I am really missing my Grandma. She has been gone for 6 weeks and I think I am just now starting to accept that she has passed away. That last week I spent with her in the hospital, along with the visitation and the funeral...all of that was so surreal.
A few days before my Grandma passed away, I stayed by her bedside after everyone else had left. At this point she was on the ventilator and her eyes were quite glazed from the meds. I nestled in close to her and prayed for her. I had been wanting to do this all week but I couldn't keep my emotions in check every time I thought about doing it. I stayed strong as I prayed and I prayed with confidence, knowing Jesus would wrap his arms around her and bring her peace and comfort. With how emotional I was that week, only Jesus could keep me strong enough to do that without sobbing. I knew sobbing would only make her more uneasy and anxious. I then felt led to sing to her. The door was closed and the lights were dimmed because she appeared to be sleeping. I sang her "Jesus Loves Me" and after I was finished, she opened her eyes, and moved her head just slightly to make eye contact with me. It was only for a second, but I will never forget the look in her eyes. I knew right then that eye contact was our "goodbye" to each other.

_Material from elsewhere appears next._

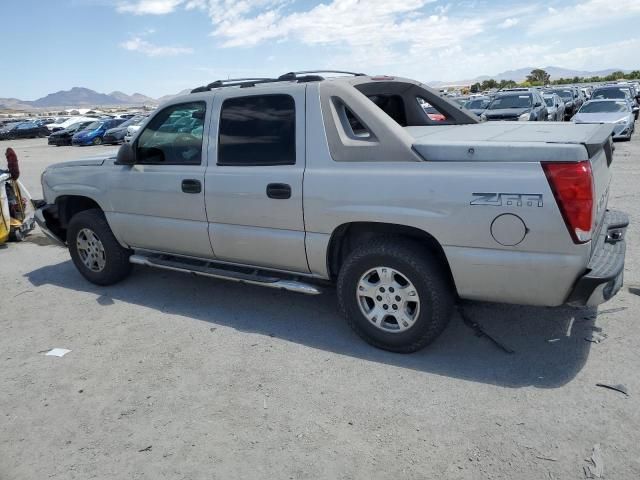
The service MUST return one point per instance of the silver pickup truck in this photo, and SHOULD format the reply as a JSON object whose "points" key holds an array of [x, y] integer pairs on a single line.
{"points": [[377, 185]]}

I miss you, Gram. I miss driving down to your house when I need a "break". I miss sitting at your kitchen table, sipping coffee and talking "scoops". I miss calling you when I have questions about a recipe. I miss leaving your house with you faithfully standing at the door only to yell out, "Be careful!" I simply miss your friendship. You are irreplaceable, Gram. I think about you everyday. Some days I smile, some days I cry. Some days I honestly believe you are still here. Some days I realize you're gone. I hope you know how much you mean to me.